David Lewis, the exceptional entrepreneur and philanthropist, and head of the Isrotel Group dies at 87.

David Lewis 311 (photo credit: Courtesy)
David Lewis 311
(photo credit: Courtesy)
David Lewis, the exceptional entrepreneur and philanthropist, head of the Isrotel Group that put Eilat on the world tourist map, is dead at 87.
The Lewis family, and especially David’s wife, Ruth, a woman with a distinguished, kind presence, and David’s children and grandchildren have all enjoyed better, more meaningful lives because of David Lewis. So did the Jewish Community and the English people more generally, Israel and many individuals and institutions in both countries.
David was always a gentleman to the core of his being, a faithful Jew, a courageous and caring human being and modest to a fault.
I have been privileged to enjoy David’s friendship for many years.
My institute, The Israel Center for Social and Economic Progress has been a beneficiary of his largess. He did all he could to help us make Israel economically viable and prosperous.
We met whenever David visited Israel and could take time off from his many duties and preoccupations.
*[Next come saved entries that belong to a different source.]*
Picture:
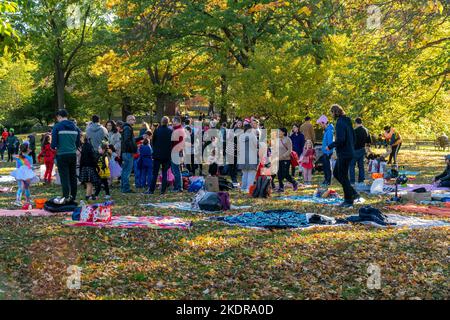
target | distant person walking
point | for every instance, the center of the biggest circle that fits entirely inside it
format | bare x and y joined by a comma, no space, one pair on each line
308,130
66,141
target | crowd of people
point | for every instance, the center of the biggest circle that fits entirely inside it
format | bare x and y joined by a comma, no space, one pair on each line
105,153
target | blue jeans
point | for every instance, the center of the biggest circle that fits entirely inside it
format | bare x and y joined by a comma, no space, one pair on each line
326,168
146,177
177,184
137,174
358,159
127,166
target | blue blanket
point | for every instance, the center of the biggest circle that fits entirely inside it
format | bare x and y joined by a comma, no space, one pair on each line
273,219
312,199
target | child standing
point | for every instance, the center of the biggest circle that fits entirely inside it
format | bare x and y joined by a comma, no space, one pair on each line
49,158
24,174
103,171
2,148
88,168
145,163
307,161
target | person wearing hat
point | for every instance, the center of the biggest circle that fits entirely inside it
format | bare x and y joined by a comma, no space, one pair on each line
326,141
443,180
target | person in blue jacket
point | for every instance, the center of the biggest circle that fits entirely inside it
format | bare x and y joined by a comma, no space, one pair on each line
298,143
145,163
345,150
326,141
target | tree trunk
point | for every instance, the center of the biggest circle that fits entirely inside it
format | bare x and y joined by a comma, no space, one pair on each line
59,84
164,105
126,107
223,98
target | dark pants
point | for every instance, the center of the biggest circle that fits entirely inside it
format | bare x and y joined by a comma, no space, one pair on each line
233,171
326,168
105,184
444,184
164,165
33,156
10,154
283,173
394,153
341,174
358,159
67,168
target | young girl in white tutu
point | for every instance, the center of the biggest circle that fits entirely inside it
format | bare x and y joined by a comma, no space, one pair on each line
24,174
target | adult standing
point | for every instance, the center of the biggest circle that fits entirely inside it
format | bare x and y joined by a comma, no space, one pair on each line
362,139
96,133
393,139
344,144
12,143
178,141
162,149
128,148
66,141
32,146
308,130
248,157
298,143
326,141
284,156
114,137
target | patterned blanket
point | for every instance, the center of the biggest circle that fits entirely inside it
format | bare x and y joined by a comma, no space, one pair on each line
186,206
431,210
32,213
312,199
146,222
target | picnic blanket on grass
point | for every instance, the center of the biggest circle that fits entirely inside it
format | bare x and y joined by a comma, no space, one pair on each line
436,211
312,199
32,212
276,219
7,179
399,221
144,222
186,206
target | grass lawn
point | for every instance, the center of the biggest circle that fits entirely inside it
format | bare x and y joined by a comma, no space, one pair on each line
216,261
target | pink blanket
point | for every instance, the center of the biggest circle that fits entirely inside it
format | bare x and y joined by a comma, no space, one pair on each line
32,213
There was not one meeting in which the conversation did not extend to the many interests of David’s, whether contemporary or historic, and that did not display his multifaceted and detailed knowledge and strong convictions and values, but above all his care for everything that touched his life, and his warm humanity.
Like his namesake, David was a king and a poet, a supreme leader in getting good works done, whether in business or in charity, a poet in his nuanced understanding of people, in his empathy for them, in the way he got involved in their life, always helping to make it better, to enrich it in many varied ways, material and spiritual.
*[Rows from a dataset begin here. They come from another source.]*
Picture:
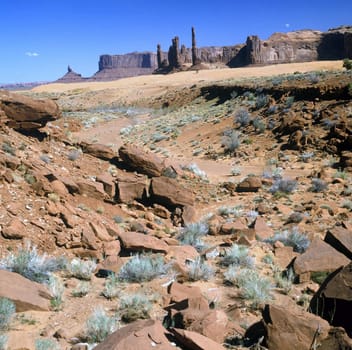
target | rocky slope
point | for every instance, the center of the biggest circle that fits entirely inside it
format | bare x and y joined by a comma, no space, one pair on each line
202,186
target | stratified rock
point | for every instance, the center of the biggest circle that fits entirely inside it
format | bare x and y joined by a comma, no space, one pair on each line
141,161
25,113
15,229
319,257
333,301
341,239
292,329
195,341
27,295
169,192
134,241
98,150
249,184
130,187
144,334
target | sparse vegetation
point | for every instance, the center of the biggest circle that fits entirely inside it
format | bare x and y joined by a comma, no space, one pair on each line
231,141
239,256
56,288
7,313
198,269
82,269
318,185
192,234
3,341
143,268
99,325
46,344
30,264
133,307
293,238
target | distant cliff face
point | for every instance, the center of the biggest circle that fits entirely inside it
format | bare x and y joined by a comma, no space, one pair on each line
298,46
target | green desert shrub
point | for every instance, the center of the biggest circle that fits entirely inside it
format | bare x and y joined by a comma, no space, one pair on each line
283,186
99,325
347,63
143,268
46,344
81,290
242,117
111,288
32,265
7,312
3,341
192,234
253,287
134,306
82,269
231,141
198,269
237,255
293,238
318,185
56,288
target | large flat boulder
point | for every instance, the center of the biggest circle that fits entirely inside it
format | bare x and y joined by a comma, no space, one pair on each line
23,112
169,192
319,257
292,328
142,335
26,294
141,161
135,241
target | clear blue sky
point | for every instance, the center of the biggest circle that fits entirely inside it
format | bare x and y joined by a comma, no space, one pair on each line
39,38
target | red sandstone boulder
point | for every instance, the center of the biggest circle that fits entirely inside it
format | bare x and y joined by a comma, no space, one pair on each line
134,241
169,192
141,335
141,161
26,294
23,112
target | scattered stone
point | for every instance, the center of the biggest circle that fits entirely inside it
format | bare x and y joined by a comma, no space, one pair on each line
15,229
141,161
319,257
249,184
144,334
27,295
169,192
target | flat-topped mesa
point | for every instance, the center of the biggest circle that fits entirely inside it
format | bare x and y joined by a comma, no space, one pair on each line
127,65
David was a practical man; look at all that he has built, solidly, in times that were shifting and uncertain, often dangerous. Look at what he did for Eilat – a thriving city now, at the bottom edge of Israel that David transformed from a backwater, struggling to survive, into a gem on Israel’s tourist map. Loot at his pioneering enterprise, the sparkling spa he built on the Carmel range and his newest love, the unique inn “Bereshit” (with its Biblical connotations) on the rim of the majestic Grand Canyon of Israel, the Ramon Crater.
David was a visionary – one would hesitate to call him a dreamer - because unlike even the best of dreamers, he has managed to mostly translate his visions into good works.
And there are so many of them, too many to enumerate because the list is so long and because nothing would have embarrassed David more than praise for his works.
So please forgive us David if after you left us we managed to embarrass you, but it could not be avoided. It is our duty of love to talk in praise of extraordinary people, to hold them up as an example for all and as role models for the young.
Many have loved you deeply, David, because you were the kind of man who evoked love, not only for himself, but for humanity, that you represented so honorably and magnificently.
The writer is the director of the Israel Center for Social and Economic Progress.